What is R?
R is a language and environment for statistical computing and graphics. It includes an effective data handling and storage facility that provides a suite of operators for calculations on arrays, matrices, data-frames and lists. The base installation of R comes with a large collection of tools for data analysis and data visualization. The language itself supports conditional statements, loops, functions, classes and most of the other constructs that VBA and C++ users are familiar with. R supports the object-oriented, imperative and functional programming styles. The plethora of contributed packages, a solid user-base and a strong open-source community are some of the other key strengths of the R framework.
The R system is divided into 2 parts:
- The base package which is downloadable from CRAN.
- Everything else.
The base R package contains, among other things, the necessary code which is required to run R. Many useful functions and libraries are also part of this base installation. Some of these include: utils, stats, datasets, graphics, grDevices and methods. What this means for you, is that you can get a lot done with the plain vanilla R installation!
History of R
The S language (R is a dialect of the S-language) was developed by John Chambers and others at Bell Labs in 1976. It started off as a collection of Fortran libraries and was used for internal Bell Lab statistical analysis. The early versions of the language did not contain functions for statistical modeling. In 1988 the system was rewritten in C (version 3 of the language). In 1998, version 4 of the language was released. In 1993 Bell Labs gave StatSci (now Insightful Corp.) an exclusive license to develop and sell the S language. The S language itself has not changed dramatically since 1998. In 1991 Ross Ihaka and Robert Gentleman developed the R language. The first announcement of R to the public occurred in 1993. In 1995, Martin Machler convinced Ross and Robert to use the GNU General Public License to make R free software. In 1996 public mailing lists were created (R-help and R-devel). In 1997 the R Core Group was formed (containing some people associated with the S-PLUS framework). The core group currently controls the source code for R. The first version R 1.0.0 was released in 2000.
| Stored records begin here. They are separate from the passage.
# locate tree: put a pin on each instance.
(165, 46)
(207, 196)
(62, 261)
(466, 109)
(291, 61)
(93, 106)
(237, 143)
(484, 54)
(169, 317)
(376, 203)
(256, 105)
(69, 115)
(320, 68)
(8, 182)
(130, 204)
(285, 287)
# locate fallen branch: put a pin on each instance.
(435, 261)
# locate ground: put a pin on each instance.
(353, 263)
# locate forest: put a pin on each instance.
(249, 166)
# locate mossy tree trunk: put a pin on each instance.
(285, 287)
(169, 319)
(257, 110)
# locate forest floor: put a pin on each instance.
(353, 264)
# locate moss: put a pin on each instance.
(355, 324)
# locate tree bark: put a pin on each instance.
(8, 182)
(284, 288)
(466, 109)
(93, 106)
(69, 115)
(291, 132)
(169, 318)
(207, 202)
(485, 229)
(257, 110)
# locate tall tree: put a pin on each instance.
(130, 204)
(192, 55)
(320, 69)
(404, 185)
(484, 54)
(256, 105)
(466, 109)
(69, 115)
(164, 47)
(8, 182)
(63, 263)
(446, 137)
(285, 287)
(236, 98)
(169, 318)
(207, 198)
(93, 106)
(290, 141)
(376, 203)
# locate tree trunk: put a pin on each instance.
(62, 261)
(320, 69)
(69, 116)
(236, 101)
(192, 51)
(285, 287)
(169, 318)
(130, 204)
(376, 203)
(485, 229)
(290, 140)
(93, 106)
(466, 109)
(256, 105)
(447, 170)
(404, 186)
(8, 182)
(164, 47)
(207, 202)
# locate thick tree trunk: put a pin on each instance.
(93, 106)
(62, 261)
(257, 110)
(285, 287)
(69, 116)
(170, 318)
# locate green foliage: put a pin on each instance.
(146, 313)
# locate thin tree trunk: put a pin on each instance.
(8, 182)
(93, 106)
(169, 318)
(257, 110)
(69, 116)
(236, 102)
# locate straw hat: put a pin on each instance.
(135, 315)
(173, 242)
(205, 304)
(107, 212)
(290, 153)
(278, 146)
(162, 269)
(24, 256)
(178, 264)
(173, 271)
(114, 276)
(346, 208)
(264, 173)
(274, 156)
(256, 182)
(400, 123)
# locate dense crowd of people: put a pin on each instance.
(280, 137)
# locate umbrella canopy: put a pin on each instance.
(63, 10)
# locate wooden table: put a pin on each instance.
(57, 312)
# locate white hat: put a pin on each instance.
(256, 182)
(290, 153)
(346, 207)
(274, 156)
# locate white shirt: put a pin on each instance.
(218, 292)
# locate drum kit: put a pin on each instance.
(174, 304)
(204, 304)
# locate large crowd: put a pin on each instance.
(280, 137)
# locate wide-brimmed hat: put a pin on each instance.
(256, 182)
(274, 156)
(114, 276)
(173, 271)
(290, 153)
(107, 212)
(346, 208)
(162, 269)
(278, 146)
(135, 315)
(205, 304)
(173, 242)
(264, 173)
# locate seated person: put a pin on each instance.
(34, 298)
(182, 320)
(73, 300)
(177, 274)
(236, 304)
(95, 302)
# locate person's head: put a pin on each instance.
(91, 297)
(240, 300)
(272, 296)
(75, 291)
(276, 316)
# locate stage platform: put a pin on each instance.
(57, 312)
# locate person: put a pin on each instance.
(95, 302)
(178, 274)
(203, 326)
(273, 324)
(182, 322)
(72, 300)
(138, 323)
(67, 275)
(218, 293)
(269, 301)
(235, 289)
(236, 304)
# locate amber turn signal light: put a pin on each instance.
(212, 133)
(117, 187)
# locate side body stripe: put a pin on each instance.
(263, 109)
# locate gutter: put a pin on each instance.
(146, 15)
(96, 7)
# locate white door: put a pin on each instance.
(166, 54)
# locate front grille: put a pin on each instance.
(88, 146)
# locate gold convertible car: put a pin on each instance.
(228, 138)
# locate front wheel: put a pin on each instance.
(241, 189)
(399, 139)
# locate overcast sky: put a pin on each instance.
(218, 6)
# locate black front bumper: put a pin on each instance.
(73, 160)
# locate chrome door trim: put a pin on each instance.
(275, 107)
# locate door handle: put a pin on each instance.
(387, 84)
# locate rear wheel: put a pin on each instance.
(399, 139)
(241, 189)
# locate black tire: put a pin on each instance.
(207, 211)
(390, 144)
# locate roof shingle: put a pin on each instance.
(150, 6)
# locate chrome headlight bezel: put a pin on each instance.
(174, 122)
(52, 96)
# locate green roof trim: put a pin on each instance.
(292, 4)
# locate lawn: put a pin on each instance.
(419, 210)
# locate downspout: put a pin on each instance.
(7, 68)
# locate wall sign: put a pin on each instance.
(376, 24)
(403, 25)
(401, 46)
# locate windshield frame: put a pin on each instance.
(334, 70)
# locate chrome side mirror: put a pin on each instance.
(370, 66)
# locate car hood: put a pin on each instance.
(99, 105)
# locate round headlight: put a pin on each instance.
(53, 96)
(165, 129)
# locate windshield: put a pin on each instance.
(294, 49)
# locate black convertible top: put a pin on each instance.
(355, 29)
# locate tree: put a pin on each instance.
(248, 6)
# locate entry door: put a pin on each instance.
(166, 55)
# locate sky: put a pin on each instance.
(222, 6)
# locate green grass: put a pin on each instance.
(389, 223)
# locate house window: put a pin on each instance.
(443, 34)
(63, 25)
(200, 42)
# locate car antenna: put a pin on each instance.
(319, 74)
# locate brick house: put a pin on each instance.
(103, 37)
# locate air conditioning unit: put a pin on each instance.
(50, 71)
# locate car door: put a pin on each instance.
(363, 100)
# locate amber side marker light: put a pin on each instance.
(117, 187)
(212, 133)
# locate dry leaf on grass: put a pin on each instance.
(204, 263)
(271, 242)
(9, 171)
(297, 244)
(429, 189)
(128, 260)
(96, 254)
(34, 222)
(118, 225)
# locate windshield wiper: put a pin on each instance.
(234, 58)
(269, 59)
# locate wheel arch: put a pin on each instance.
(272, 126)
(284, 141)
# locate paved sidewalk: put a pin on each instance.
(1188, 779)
The installation of the R environment on a Windows, Linux or Mac machine is fairly simple. Here are the steps to follow for the Windows version:
- Navigate to http://cran.r-project.org/
- Click on the appropriate link for your system.
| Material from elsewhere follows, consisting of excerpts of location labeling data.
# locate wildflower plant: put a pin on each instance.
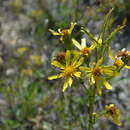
(72, 64)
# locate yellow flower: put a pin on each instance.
(98, 43)
(114, 113)
(121, 59)
(63, 33)
(21, 50)
(98, 75)
(35, 59)
(27, 72)
(69, 70)
(84, 50)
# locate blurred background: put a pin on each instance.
(28, 101)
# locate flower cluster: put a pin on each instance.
(95, 70)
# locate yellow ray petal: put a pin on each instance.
(54, 32)
(77, 64)
(107, 85)
(55, 76)
(57, 64)
(70, 81)
(66, 83)
(77, 44)
(110, 54)
(83, 43)
(87, 69)
(100, 61)
(77, 74)
(126, 66)
(67, 57)
(72, 27)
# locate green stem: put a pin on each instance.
(91, 106)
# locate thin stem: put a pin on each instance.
(91, 106)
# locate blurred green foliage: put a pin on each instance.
(28, 101)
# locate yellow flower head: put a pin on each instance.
(98, 43)
(63, 33)
(97, 74)
(68, 70)
(121, 59)
(84, 50)
(114, 113)
(60, 56)
(21, 50)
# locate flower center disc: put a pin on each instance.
(85, 51)
(96, 71)
(69, 70)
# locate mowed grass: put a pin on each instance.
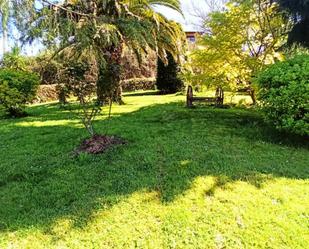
(198, 178)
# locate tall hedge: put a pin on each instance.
(168, 80)
(284, 94)
(16, 89)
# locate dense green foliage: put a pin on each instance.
(168, 79)
(240, 40)
(15, 60)
(16, 89)
(103, 29)
(299, 10)
(284, 94)
(186, 179)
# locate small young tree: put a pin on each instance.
(81, 79)
(168, 80)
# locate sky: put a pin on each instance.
(189, 20)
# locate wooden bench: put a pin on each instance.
(218, 100)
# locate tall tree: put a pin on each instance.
(104, 28)
(239, 42)
(299, 10)
(4, 12)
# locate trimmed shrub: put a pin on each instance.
(16, 89)
(284, 94)
(168, 80)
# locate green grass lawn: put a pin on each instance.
(199, 178)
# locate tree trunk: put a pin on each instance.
(252, 95)
(4, 41)
(110, 75)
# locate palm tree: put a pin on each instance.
(4, 12)
(104, 28)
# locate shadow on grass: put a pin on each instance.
(144, 93)
(169, 146)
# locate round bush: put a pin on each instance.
(16, 89)
(284, 94)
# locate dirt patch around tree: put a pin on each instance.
(99, 144)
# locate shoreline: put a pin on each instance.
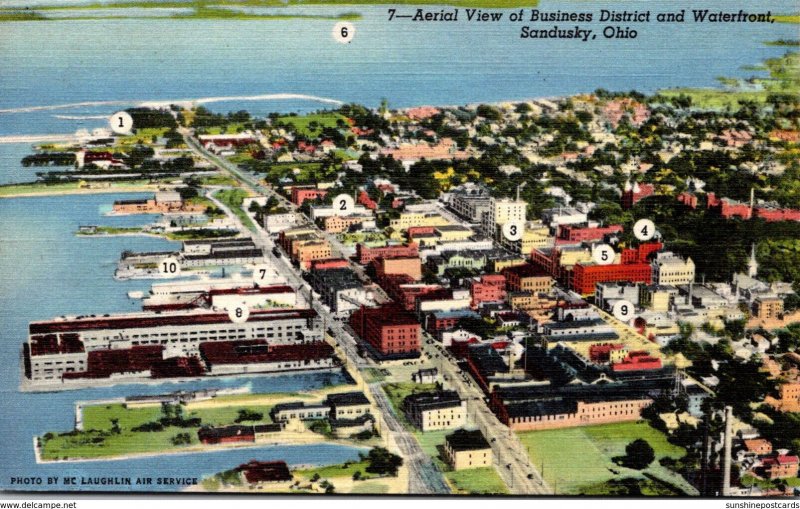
(296, 440)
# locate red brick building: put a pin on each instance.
(365, 254)
(389, 329)
(301, 194)
(568, 233)
(490, 288)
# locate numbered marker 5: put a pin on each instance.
(343, 32)
(169, 267)
(513, 230)
(343, 205)
(644, 229)
(603, 254)
(121, 122)
(623, 310)
(239, 313)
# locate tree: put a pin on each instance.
(639, 454)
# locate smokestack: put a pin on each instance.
(726, 468)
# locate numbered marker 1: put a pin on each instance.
(623, 310)
(262, 274)
(343, 32)
(169, 267)
(513, 230)
(239, 313)
(343, 205)
(121, 122)
(603, 254)
(644, 229)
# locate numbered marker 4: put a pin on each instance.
(513, 230)
(121, 122)
(343, 205)
(169, 267)
(623, 310)
(239, 313)
(644, 229)
(603, 254)
(343, 32)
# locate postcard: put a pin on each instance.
(511, 248)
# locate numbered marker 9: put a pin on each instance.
(603, 254)
(343, 32)
(121, 122)
(513, 230)
(343, 205)
(261, 274)
(169, 267)
(623, 310)
(239, 313)
(644, 229)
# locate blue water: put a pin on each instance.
(46, 271)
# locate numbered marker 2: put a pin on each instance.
(343, 205)
(513, 230)
(239, 313)
(623, 310)
(644, 229)
(343, 32)
(121, 122)
(603, 254)
(169, 267)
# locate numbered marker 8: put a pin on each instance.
(239, 313)
(169, 267)
(513, 230)
(343, 205)
(603, 254)
(121, 122)
(343, 32)
(623, 310)
(644, 229)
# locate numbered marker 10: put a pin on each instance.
(603, 254)
(239, 313)
(644, 229)
(623, 310)
(169, 267)
(121, 122)
(343, 205)
(343, 32)
(513, 230)
(262, 274)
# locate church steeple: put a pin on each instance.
(752, 265)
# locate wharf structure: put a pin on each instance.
(173, 344)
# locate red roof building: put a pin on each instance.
(389, 329)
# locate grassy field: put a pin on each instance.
(302, 123)
(476, 481)
(573, 459)
(233, 198)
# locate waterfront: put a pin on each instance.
(46, 271)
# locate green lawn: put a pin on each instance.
(333, 471)
(476, 481)
(303, 123)
(573, 459)
(233, 198)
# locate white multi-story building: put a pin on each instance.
(671, 269)
(502, 211)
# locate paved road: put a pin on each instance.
(424, 477)
(511, 459)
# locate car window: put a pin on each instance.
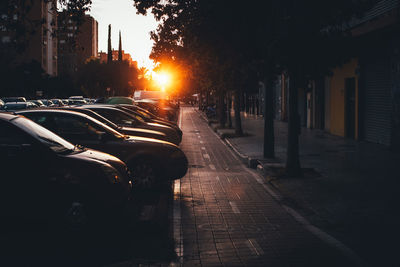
(46, 137)
(40, 118)
(11, 135)
(77, 127)
(116, 116)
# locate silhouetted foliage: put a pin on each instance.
(225, 42)
(95, 77)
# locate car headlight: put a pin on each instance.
(111, 173)
(176, 154)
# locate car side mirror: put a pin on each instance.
(104, 137)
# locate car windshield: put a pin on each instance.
(48, 138)
(15, 106)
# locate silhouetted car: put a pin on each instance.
(123, 118)
(120, 100)
(57, 102)
(124, 130)
(37, 102)
(150, 160)
(13, 99)
(47, 179)
(160, 107)
(47, 103)
(14, 106)
(148, 117)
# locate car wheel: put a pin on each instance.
(145, 174)
(76, 215)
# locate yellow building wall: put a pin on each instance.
(337, 97)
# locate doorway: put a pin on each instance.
(350, 107)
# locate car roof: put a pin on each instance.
(47, 110)
(6, 116)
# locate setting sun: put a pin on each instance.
(162, 79)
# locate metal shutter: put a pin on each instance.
(378, 107)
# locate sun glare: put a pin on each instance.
(163, 79)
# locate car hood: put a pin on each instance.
(94, 155)
(159, 125)
(139, 139)
(141, 130)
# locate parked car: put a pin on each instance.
(47, 102)
(13, 99)
(124, 119)
(13, 106)
(161, 107)
(38, 103)
(148, 117)
(57, 102)
(124, 130)
(120, 100)
(47, 179)
(151, 161)
(76, 100)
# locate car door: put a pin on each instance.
(24, 188)
(82, 131)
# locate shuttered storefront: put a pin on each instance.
(377, 96)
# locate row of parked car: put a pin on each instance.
(18, 103)
(83, 163)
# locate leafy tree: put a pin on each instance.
(224, 42)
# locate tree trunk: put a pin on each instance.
(238, 121)
(292, 162)
(229, 107)
(221, 109)
(269, 138)
(200, 100)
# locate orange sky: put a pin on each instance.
(134, 28)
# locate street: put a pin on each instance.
(228, 217)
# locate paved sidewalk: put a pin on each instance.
(351, 189)
(228, 216)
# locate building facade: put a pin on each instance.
(76, 45)
(40, 24)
- For a Windows machine, select and download the base installation.
- Select all the default options.
- A desktop icon will appear once the installation is successful.
The following display appears when you click on the R icon.
Interacting with the Console
There are at least three ways to enter commands in R. The code can either be typed directly into the console, sourced from a .R file or pasted verbatim from a text file.
There are a number of customizations that can be performed on the R console itself. For font, color and other cosmetic changes, navigate to the GUI Preferences menu:
Edit -> GUI Preferences
Another useful modification is to enable the sdi option for child windows. Whenever you create a plot or bring up another window within the existing R console, the child-window is confined within the main-window. In order to disable this behavior, do the following:
- Right-click on the R shortcut icon on the desk- top and select Properties
- Change the Target directory text from “…\R-2.15.1\bin\Rgui.exe” to “…\R-2.15.1\bin\Rgui.exe” –sdi
One can think of R as a glorified calculator. All the usual mathematical operations can be directly entered into the console. Operations such as addition, subtraction, multiplication, division and exponentiation are referenced by the usual symbols +, -, /, * and ^.
More advanced mathematical operations can be performed by invoking specific functions within R.
1+1 sqrt(2) 20 + (26.8 * 23.4)/2 + exp(1.34) * cos(1) sin(1) 5^4 sqrt(-1 + 0i)
integrand <- function(x) 1 / ((x+1) * sqrt(x)) integrate(integrand, lower = 0, upper = Inf)
The assignment of a value to a variable in R is accomplished via the <- symbol
x <- 3 x <- x + 1 z <- x ^ 2 z <- "hello XR" y <- "a" Z <- sqrt(2)
A few things to notice from the previous example:
- Variables in R are case-sensitive. z is not the same thing as Z. Spaces or special characters are not allowed within variable names. The dot is an exception. Variable names cannot start with a numeric character.
- Variables in R do not have to be declared as int, double or string as in other languages. R dynamically figures out what the type of the variable is.
- Variables in R can be modified and copied into other variables.
- The third example from above does not actually modify the value of x. Rather, x is squared and the result is assigned to the new variable z.
- Other languages use the = operator in place of the <- operator to denote assignment. R is capable of supporting both conventions. Stick with <- in order to minimize confusion.
Containers and Operations Containers
In order to properly work with any raw data, we need to first place that data into a suitable container.
The important data containers in R are:
- data frame
Once we have successfully placed our data into suitable data structures, we can proceed to manipulate the data in various ways.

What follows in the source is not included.